This paper presents results of the laboratory investigations leading to development of a novel, radically different waterflooding process, which is gravity stable. The new process is called Toe-To-Heel Waterflooding (TTHW) and uses vertical wells for injection, while horizontal wells are utilized for production. Normally, the system uses a staggered line drive configuration in which the toe of the horizontal producer is close to the line of vertical injectors. The horizontal section of producer is located at the top of oil formation while the vertical injectors are perforated on the lower section of the layer. By using the proposed configuration, a short-distance oil displacement process is achieved. The water/oil segregation causes the injected water to slump, while the horizontal well as a sink causes water to flow upwards; the composite of these two tendencies leads to an advancement of water through almost all the entire pay section, with the water break-through at the toe, followed by an advancement of the displacement front along and under the horizontal leg.
A 2-D Hele-Shaw model was used for investigations. The Hele-Shaw model was composed of two parallel plexiglass plates, which were held together at 0.1 mm; these vertical plates form between them a simulated porous medium with a permeability of about 833 D. The rectangular chamber forming the simulated porous medium has the dimensions of 52cm* 21.4cm*0.01cm.
The Hele-Shaw model was intended to mimic the vertical section of an oil reservoir and the investigations were designed specifically for a comparative study of vertical sweep efficiency for conventional waterflooding and toe-to-heel waterflooding. These experiments do not permit an evaluation of areal sweep efficiency.

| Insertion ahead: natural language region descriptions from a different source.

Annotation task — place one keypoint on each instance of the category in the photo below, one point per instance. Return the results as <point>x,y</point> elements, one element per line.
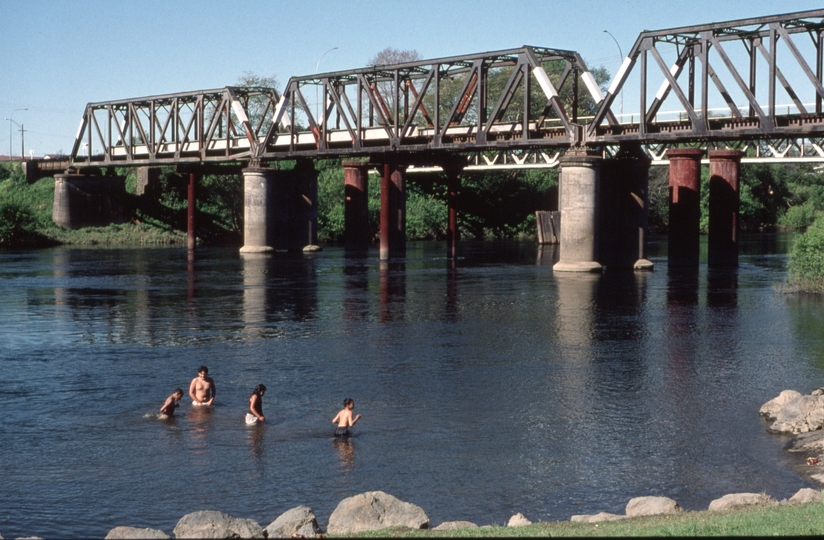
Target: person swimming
<point>255,414</point>
<point>344,419</point>
<point>168,408</point>
<point>202,390</point>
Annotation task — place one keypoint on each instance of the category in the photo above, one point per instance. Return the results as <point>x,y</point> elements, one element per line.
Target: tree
<point>256,104</point>
<point>390,56</point>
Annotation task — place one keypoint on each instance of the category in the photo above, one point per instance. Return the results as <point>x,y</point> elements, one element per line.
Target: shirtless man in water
<point>203,389</point>
<point>344,419</point>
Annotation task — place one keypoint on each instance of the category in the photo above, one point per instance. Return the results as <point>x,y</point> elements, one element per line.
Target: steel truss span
<point>525,105</point>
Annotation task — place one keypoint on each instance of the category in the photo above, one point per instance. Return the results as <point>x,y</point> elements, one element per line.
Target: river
<point>488,389</point>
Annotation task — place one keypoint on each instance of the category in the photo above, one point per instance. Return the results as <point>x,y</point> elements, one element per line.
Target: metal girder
<point>718,48</point>
<point>219,125</point>
<point>514,102</point>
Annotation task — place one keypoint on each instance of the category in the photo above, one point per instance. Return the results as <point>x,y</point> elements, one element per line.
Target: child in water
<point>168,408</point>
<point>344,419</point>
<point>255,414</point>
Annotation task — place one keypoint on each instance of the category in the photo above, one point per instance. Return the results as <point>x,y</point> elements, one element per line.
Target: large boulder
<point>455,525</point>
<point>518,520</point>
<point>770,409</point>
<point>806,496</point>
<point>373,511</point>
<point>651,506</point>
<point>811,443</point>
<point>292,521</point>
<point>213,524</point>
<point>135,533</point>
<point>737,500</point>
<point>794,413</point>
<point>596,518</point>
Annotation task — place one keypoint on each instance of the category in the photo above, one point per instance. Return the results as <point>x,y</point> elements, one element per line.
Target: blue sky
<point>56,56</point>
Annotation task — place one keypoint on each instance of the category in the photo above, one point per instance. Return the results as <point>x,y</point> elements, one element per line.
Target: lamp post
<point>622,59</point>
<point>317,67</point>
<point>10,123</point>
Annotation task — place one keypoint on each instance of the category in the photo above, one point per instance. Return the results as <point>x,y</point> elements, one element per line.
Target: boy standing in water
<point>203,389</point>
<point>255,414</point>
<point>168,408</point>
<point>344,419</point>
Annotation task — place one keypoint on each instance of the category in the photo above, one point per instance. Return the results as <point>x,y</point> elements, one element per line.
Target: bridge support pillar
<point>393,212</point>
<point>579,186</point>
<point>453,178</point>
<point>725,167</point>
<point>356,205</point>
<point>88,200</point>
<point>625,209</point>
<point>258,226</point>
<point>684,206</point>
<point>191,240</point>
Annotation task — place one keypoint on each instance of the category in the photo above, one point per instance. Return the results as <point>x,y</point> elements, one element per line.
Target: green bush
<point>17,225</point>
<point>806,266</point>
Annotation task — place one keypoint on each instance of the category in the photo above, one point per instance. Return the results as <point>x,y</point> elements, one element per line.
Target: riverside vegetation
<point>490,205</point>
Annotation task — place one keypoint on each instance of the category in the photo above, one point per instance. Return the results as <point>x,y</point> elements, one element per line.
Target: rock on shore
<point>373,511</point>
<point>794,413</point>
<point>737,500</point>
<point>212,524</point>
<point>300,520</point>
<point>455,525</point>
<point>651,506</point>
<point>134,533</point>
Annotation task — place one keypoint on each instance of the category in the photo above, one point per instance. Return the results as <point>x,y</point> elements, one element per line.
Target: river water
<point>489,389</point>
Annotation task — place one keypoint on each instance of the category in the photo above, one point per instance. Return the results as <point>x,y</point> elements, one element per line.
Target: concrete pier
<point>725,168</point>
<point>258,226</point>
<point>625,209</point>
<point>684,206</point>
<point>356,205</point>
<point>88,200</point>
<point>393,212</point>
<point>578,201</point>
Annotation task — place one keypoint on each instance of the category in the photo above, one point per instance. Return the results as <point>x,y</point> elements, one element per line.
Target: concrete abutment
<point>82,200</point>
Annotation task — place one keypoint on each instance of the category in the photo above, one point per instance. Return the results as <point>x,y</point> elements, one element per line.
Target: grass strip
<point>784,520</point>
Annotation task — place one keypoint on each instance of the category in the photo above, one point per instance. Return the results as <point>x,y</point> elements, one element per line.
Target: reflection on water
<point>489,385</point>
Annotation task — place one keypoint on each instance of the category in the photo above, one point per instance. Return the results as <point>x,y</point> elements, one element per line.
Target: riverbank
<point>794,518</point>
<point>784,520</point>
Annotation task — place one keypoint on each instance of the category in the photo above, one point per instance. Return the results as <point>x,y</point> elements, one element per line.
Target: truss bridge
<point>720,92</point>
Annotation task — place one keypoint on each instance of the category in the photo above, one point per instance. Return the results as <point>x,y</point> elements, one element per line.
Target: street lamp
<point>622,59</point>
<point>317,67</point>
<point>10,123</point>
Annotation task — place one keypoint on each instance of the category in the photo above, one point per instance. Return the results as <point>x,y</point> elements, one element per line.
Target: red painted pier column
<point>190,214</point>
<point>356,205</point>
<point>725,168</point>
<point>452,234</point>
<point>393,212</point>
<point>684,206</point>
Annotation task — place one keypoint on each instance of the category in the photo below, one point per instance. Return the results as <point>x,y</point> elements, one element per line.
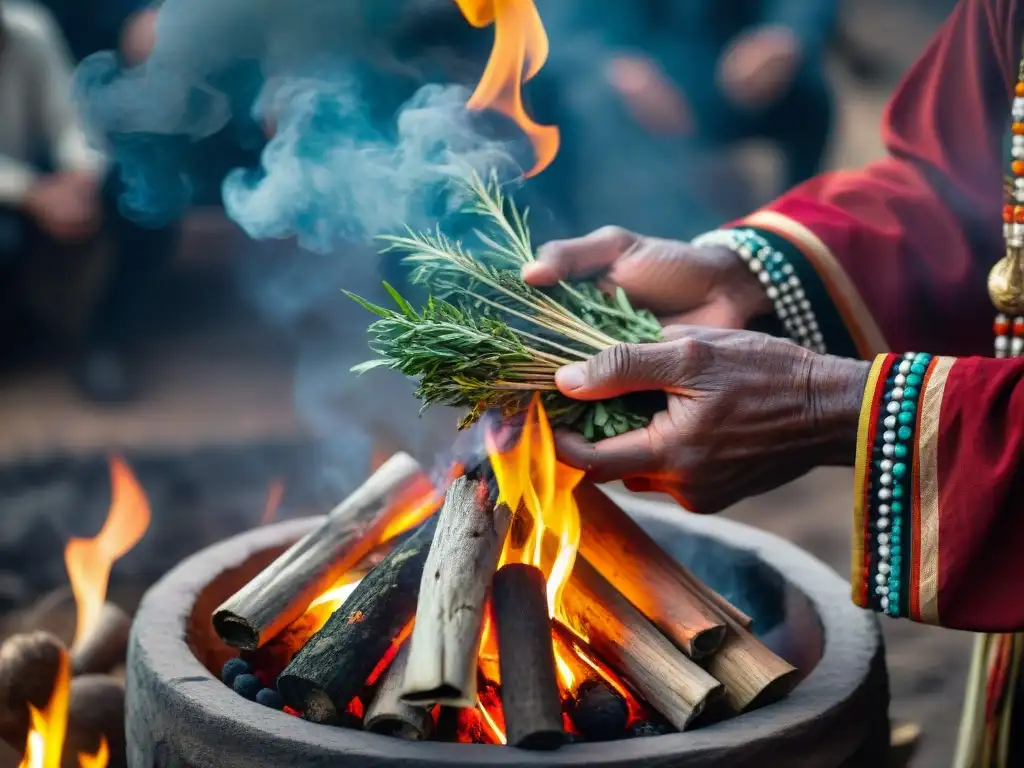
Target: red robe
<point>895,256</point>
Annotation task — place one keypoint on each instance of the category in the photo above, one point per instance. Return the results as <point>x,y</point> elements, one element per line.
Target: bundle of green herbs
<point>485,340</point>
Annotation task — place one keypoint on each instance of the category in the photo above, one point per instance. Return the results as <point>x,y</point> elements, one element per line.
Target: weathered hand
<point>678,282</point>
<point>745,413</point>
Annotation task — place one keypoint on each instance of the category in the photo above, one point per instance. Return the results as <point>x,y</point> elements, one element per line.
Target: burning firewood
<point>334,665</point>
<point>29,667</point>
<point>529,691</point>
<point>105,645</point>
<point>614,629</point>
<point>281,593</point>
<point>387,714</point>
<point>444,646</point>
<point>645,574</point>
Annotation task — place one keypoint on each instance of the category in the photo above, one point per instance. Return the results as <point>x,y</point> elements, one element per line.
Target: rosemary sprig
<point>486,340</point>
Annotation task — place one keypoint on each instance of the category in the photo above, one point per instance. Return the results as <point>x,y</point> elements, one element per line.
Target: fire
<point>46,735</point>
<point>274,495</point>
<point>98,760</point>
<point>89,560</point>
<point>519,51</point>
<point>531,480</point>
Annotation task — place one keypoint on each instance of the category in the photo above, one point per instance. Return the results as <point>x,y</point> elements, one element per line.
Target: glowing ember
<point>98,760</point>
<point>48,728</point>
<point>89,560</point>
<point>531,480</point>
<point>273,497</point>
<point>519,51</point>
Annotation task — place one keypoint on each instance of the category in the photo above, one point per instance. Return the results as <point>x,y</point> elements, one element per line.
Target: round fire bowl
<point>179,715</point>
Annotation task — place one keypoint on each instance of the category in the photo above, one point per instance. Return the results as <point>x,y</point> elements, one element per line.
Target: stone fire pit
<point>179,715</point>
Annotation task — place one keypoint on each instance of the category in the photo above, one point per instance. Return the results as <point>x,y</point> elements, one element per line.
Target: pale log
<point>334,665</point>
<point>752,674</point>
<point>443,649</point>
<point>669,681</point>
<point>530,698</point>
<point>645,574</point>
<point>390,716</point>
<point>282,592</point>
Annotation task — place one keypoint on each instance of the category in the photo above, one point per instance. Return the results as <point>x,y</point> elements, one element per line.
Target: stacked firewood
<point>412,628</point>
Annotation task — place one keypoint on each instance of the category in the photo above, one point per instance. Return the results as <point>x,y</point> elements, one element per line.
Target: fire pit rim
<point>159,637</point>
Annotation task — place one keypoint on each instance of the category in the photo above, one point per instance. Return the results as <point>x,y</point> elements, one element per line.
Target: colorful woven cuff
<point>778,275</point>
<point>886,482</point>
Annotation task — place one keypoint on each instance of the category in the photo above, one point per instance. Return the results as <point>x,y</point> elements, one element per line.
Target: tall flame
<point>519,51</point>
<point>48,728</point>
<point>531,480</point>
<point>89,560</point>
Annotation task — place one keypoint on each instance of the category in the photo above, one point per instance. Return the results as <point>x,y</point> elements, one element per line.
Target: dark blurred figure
<point>658,90</point>
<point>65,252</point>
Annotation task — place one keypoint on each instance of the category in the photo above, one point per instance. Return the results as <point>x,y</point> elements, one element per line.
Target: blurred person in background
<point>658,90</point>
<point>76,268</point>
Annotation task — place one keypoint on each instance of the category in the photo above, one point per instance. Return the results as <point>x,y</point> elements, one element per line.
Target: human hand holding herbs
<point>486,340</point>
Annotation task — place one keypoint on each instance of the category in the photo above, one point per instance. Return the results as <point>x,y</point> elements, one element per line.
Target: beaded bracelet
<point>893,455</point>
<point>779,279</point>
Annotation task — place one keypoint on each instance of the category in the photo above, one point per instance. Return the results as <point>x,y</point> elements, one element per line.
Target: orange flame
<point>274,495</point>
<point>48,728</point>
<point>519,51</point>
<point>531,480</point>
<point>89,560</point>
<point>98,760</point>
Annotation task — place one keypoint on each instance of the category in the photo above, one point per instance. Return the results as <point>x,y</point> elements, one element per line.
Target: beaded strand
<point>779,280</point>
<point>890,475</point>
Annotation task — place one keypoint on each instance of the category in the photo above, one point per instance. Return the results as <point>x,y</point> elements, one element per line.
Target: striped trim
<point>927,499</point>
<point>858,321</point>
<point>866,428</point>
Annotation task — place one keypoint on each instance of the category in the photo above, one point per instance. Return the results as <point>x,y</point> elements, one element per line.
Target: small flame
<point>48,728</point>
<point>274,495</point>
<point>89,560</point>
<point>519,51</point>
<point>531,480</point>
<point>98,760</point>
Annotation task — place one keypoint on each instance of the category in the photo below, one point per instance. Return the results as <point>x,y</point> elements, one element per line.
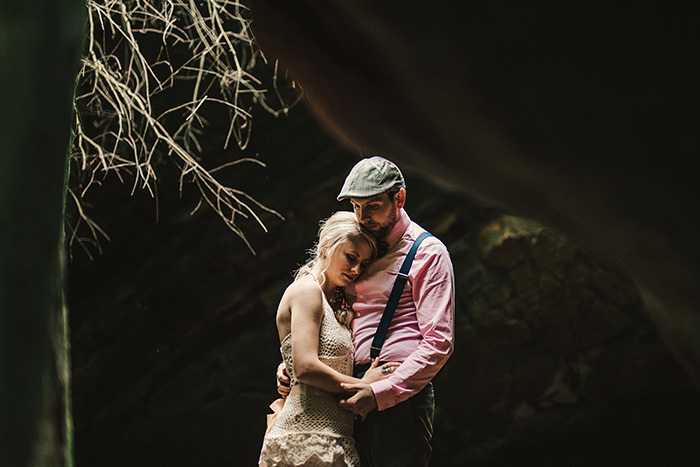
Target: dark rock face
<point>582,116</point>
<point>175,347</point>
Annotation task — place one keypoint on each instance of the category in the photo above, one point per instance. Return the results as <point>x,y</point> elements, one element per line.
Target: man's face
<point>380,213</point>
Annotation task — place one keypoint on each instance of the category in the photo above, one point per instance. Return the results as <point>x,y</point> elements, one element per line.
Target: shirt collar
<point>399,229</point>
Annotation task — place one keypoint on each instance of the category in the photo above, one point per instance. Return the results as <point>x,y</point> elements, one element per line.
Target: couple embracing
<point>358,359</point>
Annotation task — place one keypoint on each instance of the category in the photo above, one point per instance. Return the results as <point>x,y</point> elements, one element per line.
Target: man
<point>396,413</point>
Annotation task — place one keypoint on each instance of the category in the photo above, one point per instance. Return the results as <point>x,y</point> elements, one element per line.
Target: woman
<point>313,321</point>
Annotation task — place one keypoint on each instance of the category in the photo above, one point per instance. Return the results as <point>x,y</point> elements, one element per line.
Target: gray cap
<point>371,177</point>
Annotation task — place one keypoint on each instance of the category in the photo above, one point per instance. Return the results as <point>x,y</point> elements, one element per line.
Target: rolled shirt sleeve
<point>433,292</point>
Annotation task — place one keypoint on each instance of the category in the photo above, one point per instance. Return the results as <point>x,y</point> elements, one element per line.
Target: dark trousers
<point>398,436</point>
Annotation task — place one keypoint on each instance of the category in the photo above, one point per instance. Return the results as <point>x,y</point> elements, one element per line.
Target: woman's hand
<point>377,372</point>
<point>283,381</point>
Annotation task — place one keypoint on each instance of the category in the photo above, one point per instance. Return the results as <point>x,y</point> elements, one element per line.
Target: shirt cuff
<point>384,394</point>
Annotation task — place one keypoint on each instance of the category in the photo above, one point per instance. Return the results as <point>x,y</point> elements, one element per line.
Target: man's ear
<point>400,197</point>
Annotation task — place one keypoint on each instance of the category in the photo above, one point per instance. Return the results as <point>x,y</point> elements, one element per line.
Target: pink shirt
<point>420,334</point>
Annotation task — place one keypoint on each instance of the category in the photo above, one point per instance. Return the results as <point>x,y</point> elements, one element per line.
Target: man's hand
<point>360,403</point>
<point>283,381</point>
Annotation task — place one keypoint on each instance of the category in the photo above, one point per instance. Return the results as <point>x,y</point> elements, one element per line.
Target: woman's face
<point>347,261</point>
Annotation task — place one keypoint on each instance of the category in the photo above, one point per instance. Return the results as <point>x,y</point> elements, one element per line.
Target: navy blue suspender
<point>394,298</point>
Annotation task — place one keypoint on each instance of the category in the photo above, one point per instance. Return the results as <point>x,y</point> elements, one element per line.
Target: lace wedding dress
<point>311,430</point>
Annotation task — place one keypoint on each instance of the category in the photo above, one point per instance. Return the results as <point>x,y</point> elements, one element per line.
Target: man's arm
<point>433,293</point>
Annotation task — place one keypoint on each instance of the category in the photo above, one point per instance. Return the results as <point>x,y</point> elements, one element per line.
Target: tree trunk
<point>39,55</point>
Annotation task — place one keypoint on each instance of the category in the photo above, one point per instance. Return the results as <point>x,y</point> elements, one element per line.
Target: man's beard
<point>382,231</point>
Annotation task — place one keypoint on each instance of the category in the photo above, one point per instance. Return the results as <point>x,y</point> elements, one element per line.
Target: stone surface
<point>175,347</point>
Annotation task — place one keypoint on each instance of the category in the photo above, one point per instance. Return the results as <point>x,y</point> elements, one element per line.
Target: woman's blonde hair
<point>339,227</point>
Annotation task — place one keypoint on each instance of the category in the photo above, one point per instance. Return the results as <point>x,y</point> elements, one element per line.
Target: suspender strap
<point>394,298</point>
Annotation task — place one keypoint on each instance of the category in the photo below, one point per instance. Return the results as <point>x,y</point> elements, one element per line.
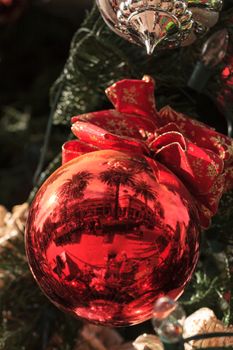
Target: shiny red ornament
<point>108,233</point>
<point>118,226</point>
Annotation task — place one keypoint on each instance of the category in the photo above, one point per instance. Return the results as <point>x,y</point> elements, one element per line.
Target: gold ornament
<point>204,321</point>
<point>160,23</point>
<point>148,342</point>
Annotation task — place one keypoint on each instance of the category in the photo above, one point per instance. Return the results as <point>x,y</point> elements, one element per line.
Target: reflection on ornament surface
<point>110,232</point>
<point>163,24</point>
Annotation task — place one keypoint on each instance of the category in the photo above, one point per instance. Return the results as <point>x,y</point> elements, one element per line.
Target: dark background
<point>34,45</point>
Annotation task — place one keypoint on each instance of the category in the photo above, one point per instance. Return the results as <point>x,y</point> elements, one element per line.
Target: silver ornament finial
<point>160,23</point>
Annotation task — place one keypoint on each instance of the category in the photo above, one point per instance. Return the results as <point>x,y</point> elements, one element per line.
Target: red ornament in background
<point>10,10</point>
<point>117,227</point>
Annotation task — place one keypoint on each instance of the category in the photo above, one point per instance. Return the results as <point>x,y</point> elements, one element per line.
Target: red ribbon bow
<point>198,155</point>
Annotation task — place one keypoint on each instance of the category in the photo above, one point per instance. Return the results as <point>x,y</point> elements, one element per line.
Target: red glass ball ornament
<point>108,233</point>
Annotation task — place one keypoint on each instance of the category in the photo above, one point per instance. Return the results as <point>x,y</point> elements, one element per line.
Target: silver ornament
<point>160,23</point>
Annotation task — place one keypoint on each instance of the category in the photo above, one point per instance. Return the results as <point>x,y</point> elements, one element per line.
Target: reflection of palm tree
<point>143,189</point>
<point>75,187</point>
<point>117,177</point>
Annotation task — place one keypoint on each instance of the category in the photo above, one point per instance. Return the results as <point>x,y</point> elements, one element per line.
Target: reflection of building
<point>96,216</point>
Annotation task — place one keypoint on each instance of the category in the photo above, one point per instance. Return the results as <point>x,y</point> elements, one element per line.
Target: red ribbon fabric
<point>198,155</point>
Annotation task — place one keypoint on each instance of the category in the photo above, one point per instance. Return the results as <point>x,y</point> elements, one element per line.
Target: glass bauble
<point>162,24</point>
<point>108,233</point>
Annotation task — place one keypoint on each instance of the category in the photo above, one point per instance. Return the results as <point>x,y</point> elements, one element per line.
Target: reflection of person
<point>60,265</point>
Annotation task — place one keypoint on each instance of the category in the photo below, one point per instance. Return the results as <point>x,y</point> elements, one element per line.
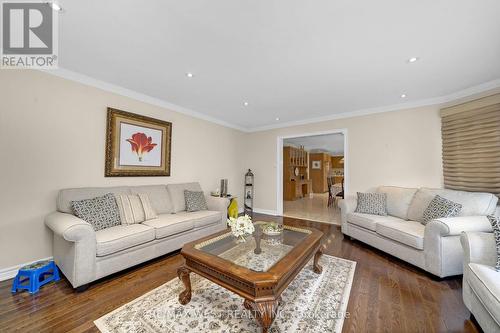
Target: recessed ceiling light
<point>55,6</point>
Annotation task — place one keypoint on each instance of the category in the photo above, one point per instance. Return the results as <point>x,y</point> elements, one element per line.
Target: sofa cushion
<point>485,282</point>
<point>65,196</point>
<point>170,224</point>
<point>176,192</point>
<point>202,218</point>
<point>369,221</point>
<point>135,208</point>
<point>398,200</point>
<point>495,224</point>
<point>121,237</point>
<point>158,195</point>
<point>410,233</point>
<point>473,203</point>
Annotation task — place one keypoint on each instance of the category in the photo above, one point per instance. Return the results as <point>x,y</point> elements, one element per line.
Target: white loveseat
<point>85,255</point>
<point>434,247</point>
<point>481,283</point>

In fact, two toe-to-heel processes were explored: one-phase TTHW and two-phase TTHW; in the last case a blanket of water is intentionally generated at the lower part of layer (by keeping opened the vertical pilot hole of the horizontal producer, while the horizontal leg is closed) and then only the horizontal leg is kept opened (while the vertical pilot hole is closed).
More than 20 low pressure (40-80psi) tests were carried out at room temperature. First, some preliminary experiments were conducted in order to establish a base line performance, to provide calibration, or to study the main mechanisms of this process. In these tests, colored water miscibly displaced plain water in a toe-to-heel configuration; no gravity segregation effect between displacing and displaced liquid existed. Also, no mobility effects and two-phase flow along the horizontal leg existed. Then, detailed experiments with five different oils (with viscosity in the range 10 mPa.s to 12,000 mPa.s), and water injection rates of 2.5 ml/hr to 320 ml/hr were carried out.
A comparison between conventional waterflooding and TTHW showed that in general for the heavy oils with moderate viscosities, oil recoveries at water-break-through are similar, but at the water-out, at the end of the test, the ultimate oil recoveries were much higher for TTHW; this was a direct consequence of higher vertical sweep efficiencies obtained. Later on, 3-D tests conducted in a real porous medium re- inforced that the concept was sound; the 3-D tests results will be reported in part ll of this series.